Bir kuşağa işçiliği, sömürüye razı gelmeyi öğretmek
Willis’in de dediği gibi işçi sınıfının sistemin rasyonelliğine ya da mümkün olan tek gerçeklik olduğuna inanmaya ihtiyacı yok.

Mehmet Aksoy'un 'İşçi ve çocuğu' heykeli, 12 Eylül 1980 askeri darbesinden sonra Kenan Evren'in emri İle kaldırıldı. 2001 yılında Karaalioğlu Parkı'na yerleştirildi | Fotoğraf: Mehmet Aksoy/ Harika Kemali Söylemezoğlu Arşivi/Salt Araştırma (CC BY-NC-ND 4.0)
Nisa Sude DEMİREL
Paul Willis İşçiliği Öğrenmek kitabında, Hammertown ismini verdiği kentteki 12 erkek çocuğunun okul yaşantısı ve işe girme süreci üzerinden işçi sınıfının genç kuşaklarının nasıl işçi olmak üzere her alanda yeniden üretildiğini anlatıyor. İstihdamın büyük çoğunluğu büyük tekellerin fabrikalarında beden gücü gerektiren işlerde sağlanan, sanayileşmenin ilk başladığı yerlerden biri Hammertown kenti. Willis’in ana örnek grubu olan 12 çocuk ise ‘Okula giden ancak eğitim sisteminden kopuk hergeleler.’ Ortalama bir devlet okulunda öğrenim gören hergelelerdeki ‘okul karşıtı kültür’ü odak noktasına alan Willis, bu kültürün ‘işyeri kültürü’ ile ne kadar benzeştiğini; en genelinde ise ‘işçi sınıfı kültürü’nün işçi sınıfı çocuklarını nasıl sisteme kazandırdığını inceliyor. Hem okul karşıtı kültürde hem de işyeri kültüründe ‘Makara yapmayı, kavga etme becerisini, kaytarmayı’ gözlemlediğini yazan Willis, tüm bu eylemleri ve daha fazlasını ‘farklılaşma’ yani ‘Yabancılaştırıcı bir ortamı ele geçirme çabası’ ve ‘yaratıcılık’ olarak adlandırıyor. Yani ‘formel’ olana karşı bir ‘enformel’ olan mücadelesi.
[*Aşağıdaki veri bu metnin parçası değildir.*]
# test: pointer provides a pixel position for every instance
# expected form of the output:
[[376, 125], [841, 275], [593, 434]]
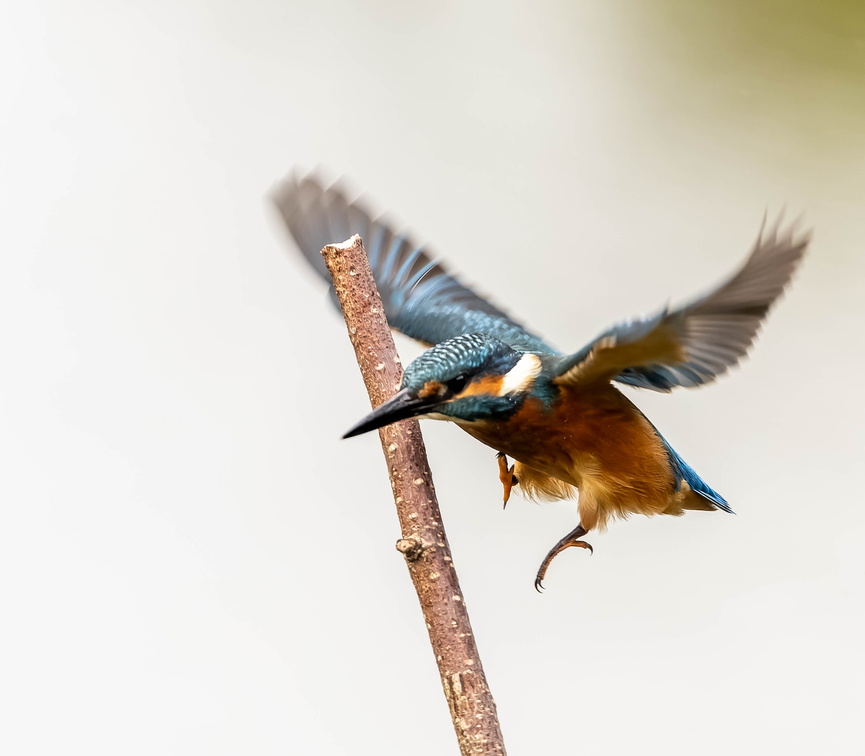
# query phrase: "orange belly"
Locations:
[[595, 441]]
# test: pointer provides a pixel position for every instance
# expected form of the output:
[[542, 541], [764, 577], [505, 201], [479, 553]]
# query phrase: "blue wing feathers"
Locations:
[[685, 472], [420, 298]]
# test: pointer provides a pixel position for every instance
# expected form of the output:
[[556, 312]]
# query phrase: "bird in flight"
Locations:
[[559, 416]]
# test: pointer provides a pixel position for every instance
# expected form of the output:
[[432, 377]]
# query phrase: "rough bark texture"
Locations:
[[423, 541]]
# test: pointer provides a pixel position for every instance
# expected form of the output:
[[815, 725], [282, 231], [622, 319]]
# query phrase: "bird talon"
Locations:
[[571, 539]]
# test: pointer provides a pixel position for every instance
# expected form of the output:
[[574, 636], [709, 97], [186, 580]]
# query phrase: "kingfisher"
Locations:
[[568, 429]]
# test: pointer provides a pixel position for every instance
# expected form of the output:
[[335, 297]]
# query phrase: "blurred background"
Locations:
[[175, 382]]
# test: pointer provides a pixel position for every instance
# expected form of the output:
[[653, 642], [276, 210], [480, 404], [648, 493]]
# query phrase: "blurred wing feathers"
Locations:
[[420, 298], [700, 341]]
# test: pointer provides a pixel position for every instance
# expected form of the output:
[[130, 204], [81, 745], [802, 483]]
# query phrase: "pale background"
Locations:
[[192, 562]]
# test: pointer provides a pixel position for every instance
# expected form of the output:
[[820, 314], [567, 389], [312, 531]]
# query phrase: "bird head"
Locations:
[[465, 379]]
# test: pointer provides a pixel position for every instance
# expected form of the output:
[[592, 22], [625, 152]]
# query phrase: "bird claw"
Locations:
[[507, 477], [571, 539]]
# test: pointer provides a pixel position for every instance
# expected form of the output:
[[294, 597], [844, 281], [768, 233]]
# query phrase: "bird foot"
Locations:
[[571, 539], [506, 476]]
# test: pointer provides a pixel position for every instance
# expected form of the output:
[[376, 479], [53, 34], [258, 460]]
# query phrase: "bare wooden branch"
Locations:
[[423, 541]]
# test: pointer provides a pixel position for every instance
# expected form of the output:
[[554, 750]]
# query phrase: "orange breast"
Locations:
[[593, 439]]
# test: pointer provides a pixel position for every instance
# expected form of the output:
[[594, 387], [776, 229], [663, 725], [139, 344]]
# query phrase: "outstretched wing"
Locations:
[[420, 298], [700, 341]]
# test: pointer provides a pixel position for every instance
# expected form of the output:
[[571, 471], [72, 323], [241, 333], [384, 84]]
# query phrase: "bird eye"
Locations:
[[456, 384]]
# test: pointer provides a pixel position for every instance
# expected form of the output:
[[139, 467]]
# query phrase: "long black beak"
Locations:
[[402, 405]]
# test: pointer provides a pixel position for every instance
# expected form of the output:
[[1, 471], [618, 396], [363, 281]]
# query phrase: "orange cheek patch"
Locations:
[[431, 388], [491, 385]]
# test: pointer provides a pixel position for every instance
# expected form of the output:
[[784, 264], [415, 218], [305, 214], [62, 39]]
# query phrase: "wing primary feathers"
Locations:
[[420, 298], [701, 341]]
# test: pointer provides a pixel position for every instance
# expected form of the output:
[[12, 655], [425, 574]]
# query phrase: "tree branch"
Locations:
[[423, 541]]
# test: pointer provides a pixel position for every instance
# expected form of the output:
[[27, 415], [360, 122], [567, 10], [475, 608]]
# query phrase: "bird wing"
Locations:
[[421, 299], [700, 341]]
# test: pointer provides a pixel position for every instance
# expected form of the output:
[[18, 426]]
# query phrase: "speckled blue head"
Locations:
[[471, 355], [466, 378]]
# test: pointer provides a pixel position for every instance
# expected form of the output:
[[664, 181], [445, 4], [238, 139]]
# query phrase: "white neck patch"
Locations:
[[521, 376]]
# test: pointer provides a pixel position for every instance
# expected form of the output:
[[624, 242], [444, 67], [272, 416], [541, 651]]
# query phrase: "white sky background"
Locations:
[[190, 559]]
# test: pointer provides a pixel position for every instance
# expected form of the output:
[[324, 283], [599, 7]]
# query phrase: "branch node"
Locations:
[[410, 548]]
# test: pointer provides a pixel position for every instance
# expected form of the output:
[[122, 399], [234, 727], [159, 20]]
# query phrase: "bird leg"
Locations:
[[571, 539], [506, 476]]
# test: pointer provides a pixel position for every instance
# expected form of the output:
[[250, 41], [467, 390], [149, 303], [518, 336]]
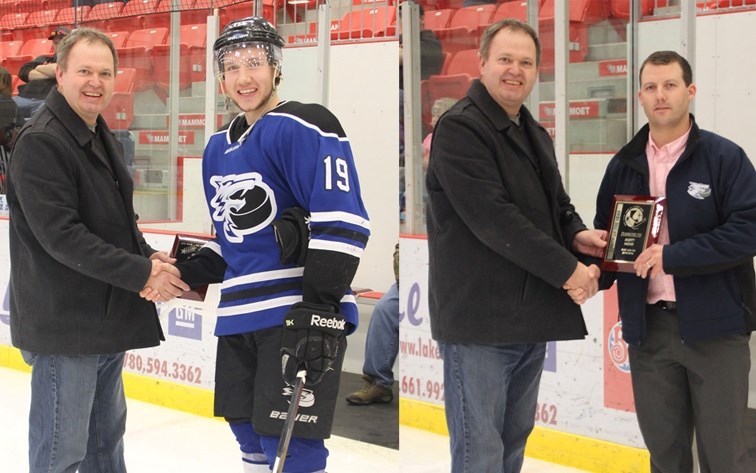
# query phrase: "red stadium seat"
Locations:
[[463, 68], [735, 3], [447, 60], [101, 14], [30, 50], [134, 15], [437, 19], [13, 21], [621, 8], [465, 62], [120, 111], [582, 14], [454, 86], [582, 11], [191, 57], [41, 19], [517, 9], [9, 48], [162, 15], [462, 32], [137, 54], [14, 84], [71, 15], [367, 23], [118, 38]]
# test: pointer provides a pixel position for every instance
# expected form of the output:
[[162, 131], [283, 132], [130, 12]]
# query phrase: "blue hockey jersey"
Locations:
[[296, 155]]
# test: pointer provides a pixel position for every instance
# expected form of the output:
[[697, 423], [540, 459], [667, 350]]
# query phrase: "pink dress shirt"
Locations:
[[660, 161]]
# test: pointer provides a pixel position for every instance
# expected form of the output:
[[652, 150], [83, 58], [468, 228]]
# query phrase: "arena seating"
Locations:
[[118, 38], [437, 19], [366, 23], [621, 8], [120, 112], [71, 15], [9, 48], [463, 26], [137, 54], [191, 57], [101, 14], [134, 16], [30, 50]]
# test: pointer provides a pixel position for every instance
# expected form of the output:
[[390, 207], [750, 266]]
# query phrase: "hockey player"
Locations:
[[285, 299]]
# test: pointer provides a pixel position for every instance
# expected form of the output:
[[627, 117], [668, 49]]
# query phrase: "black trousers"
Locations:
[[682, 388]]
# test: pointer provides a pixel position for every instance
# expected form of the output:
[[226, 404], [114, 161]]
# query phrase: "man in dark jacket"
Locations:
[[688, 309], [39, 76], [500, 233], [78, 261]]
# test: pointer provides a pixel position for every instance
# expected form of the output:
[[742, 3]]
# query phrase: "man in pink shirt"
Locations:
[[689, 307]]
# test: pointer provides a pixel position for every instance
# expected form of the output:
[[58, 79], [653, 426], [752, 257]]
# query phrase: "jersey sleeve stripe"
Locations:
[[292, 286], [263, 277], [309, 125], [343, 233], [321, 217], [214, 247], [326, 245], [244, 309], [271, 304]]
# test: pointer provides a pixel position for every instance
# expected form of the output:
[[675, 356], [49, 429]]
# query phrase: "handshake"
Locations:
[[583, 284], [165, 281]]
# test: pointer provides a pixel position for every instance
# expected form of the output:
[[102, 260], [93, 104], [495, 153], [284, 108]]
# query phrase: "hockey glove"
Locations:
[[292, 235], [311, 337]]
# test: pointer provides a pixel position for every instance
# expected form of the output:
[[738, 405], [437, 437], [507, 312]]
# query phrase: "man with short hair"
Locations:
[[78, 261], [689, 307], [39, 76], [282, 189], [502, 234]]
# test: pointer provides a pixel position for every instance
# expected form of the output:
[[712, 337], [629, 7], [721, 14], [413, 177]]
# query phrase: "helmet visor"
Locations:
[[234, 58]]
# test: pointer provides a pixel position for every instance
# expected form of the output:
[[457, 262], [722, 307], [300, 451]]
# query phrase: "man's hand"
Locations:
[[311, 337], [164, 282], [583, 284], [162, 256], [590, 242], [650, 262]]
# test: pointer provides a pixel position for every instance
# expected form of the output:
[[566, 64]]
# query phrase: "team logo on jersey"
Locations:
[[307, 399], [243, 203], [699, 191]]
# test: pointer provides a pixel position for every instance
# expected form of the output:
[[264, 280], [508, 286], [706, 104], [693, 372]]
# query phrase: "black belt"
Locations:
[[665, 305]]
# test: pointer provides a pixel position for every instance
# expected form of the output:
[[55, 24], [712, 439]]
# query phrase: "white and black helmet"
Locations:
[[252, 32]]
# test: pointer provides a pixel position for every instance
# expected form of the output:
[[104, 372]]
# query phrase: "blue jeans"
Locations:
[[382, 343], [491, 393], [78, 414]]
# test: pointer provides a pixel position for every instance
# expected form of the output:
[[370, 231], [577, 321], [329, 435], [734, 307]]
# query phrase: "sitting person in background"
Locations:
[[381, 347], [11, 120], [39, 76], [440, 106]]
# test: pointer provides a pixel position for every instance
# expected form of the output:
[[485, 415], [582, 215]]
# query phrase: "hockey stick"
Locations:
[[291, 414]]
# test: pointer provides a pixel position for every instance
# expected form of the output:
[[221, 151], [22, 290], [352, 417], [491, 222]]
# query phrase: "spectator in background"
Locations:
[[440, 106], [431, 62], [381, 347], [77, 263], [689, 307], [11, 119], [502, 238], [39, 76]]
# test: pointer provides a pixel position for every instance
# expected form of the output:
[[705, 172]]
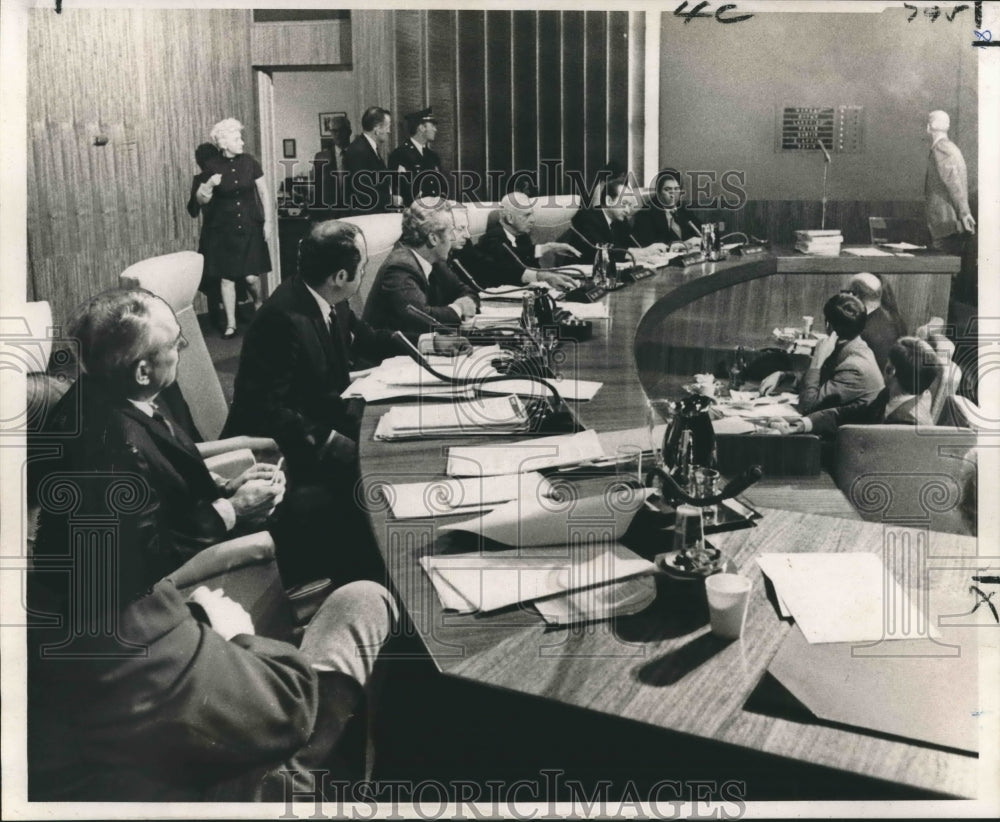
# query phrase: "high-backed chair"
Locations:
[[175, 278], [905, 474]]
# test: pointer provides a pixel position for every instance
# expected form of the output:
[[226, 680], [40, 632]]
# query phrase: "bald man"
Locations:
[[506, 255], [882, 327], [946, 188]]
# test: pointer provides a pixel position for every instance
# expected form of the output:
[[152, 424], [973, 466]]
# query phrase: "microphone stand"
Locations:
[[549, 416]]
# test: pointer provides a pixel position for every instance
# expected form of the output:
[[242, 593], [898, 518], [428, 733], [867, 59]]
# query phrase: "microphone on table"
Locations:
[[546, 415], [558, 268], [673, 492]]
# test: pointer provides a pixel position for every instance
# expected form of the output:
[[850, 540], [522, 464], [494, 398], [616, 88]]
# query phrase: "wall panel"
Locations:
[[139, 79]]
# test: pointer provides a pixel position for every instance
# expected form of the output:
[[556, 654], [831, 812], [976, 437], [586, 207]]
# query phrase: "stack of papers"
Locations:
[[448, 497], [819, 242], [849, 597], [399, 377], [488, 415], [525, 455], [470, 583]]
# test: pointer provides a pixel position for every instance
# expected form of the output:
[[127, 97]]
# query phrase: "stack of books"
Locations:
[[822, 243]]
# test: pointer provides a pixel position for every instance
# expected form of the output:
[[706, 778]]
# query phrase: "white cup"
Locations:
[[728, 598]]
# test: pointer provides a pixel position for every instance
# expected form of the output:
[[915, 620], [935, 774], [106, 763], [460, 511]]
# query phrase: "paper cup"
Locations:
[[728, 598]]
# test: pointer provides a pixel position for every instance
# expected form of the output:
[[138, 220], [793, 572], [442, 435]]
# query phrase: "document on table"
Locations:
[[534, 520], [841, 597], [485, 415], [867, 251], [524, 455], [484, 582], [447, 497]]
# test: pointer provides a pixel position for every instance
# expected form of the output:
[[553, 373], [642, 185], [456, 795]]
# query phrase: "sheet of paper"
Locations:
[[487, 582], [867, 251], [447, 496], [839, 597], [524, 455], [537, 520], [615, 599], [483, 415]]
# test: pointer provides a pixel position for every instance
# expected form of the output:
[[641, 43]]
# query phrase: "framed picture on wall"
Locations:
[[327, 120]]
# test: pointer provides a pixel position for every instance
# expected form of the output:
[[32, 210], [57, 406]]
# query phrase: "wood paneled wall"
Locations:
[[513, 89], [153, 82], [301, 43]]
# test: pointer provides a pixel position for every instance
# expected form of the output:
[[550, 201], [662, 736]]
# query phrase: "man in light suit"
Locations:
[[416, 273], [946, 188], [910, 370], [368, 182], [842, 368]]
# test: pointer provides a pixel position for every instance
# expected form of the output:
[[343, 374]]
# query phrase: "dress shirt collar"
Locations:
[[147, 407], [324, 307], [424, 265]]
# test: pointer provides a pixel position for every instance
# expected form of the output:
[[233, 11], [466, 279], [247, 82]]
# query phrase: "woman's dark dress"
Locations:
[[232, 238]]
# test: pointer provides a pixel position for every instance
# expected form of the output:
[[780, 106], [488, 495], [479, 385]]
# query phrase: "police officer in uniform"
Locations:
[[417, 165]]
Willis işçi sınıfını yalnızca okul, işyeri gibi hegemonyanın yeniden üretildiği yerlerde baskılanan ve uysallaştırılan olarak değil; tüm bunlara karşı kendi kültürünü bilinçli ve bilinç dışı şekilde oluşturan, ancak bu kültürle de gün sonunda yeni işçi kuşaklarını üreten bir konumda görüyor. Willis bu kültürü ‘kendiliğinden’ görmüyor, burjuvazinin tüm ideolojik aygıtlarından etkilendiğini ve sistem içi olduğunu kabul ediyor. Fakat işçi sınıfının ‘dindirilemez (ve zorunlu) yaratıcılığı’nın sistem içinde kendi alanını yarattığını ifade ediyor.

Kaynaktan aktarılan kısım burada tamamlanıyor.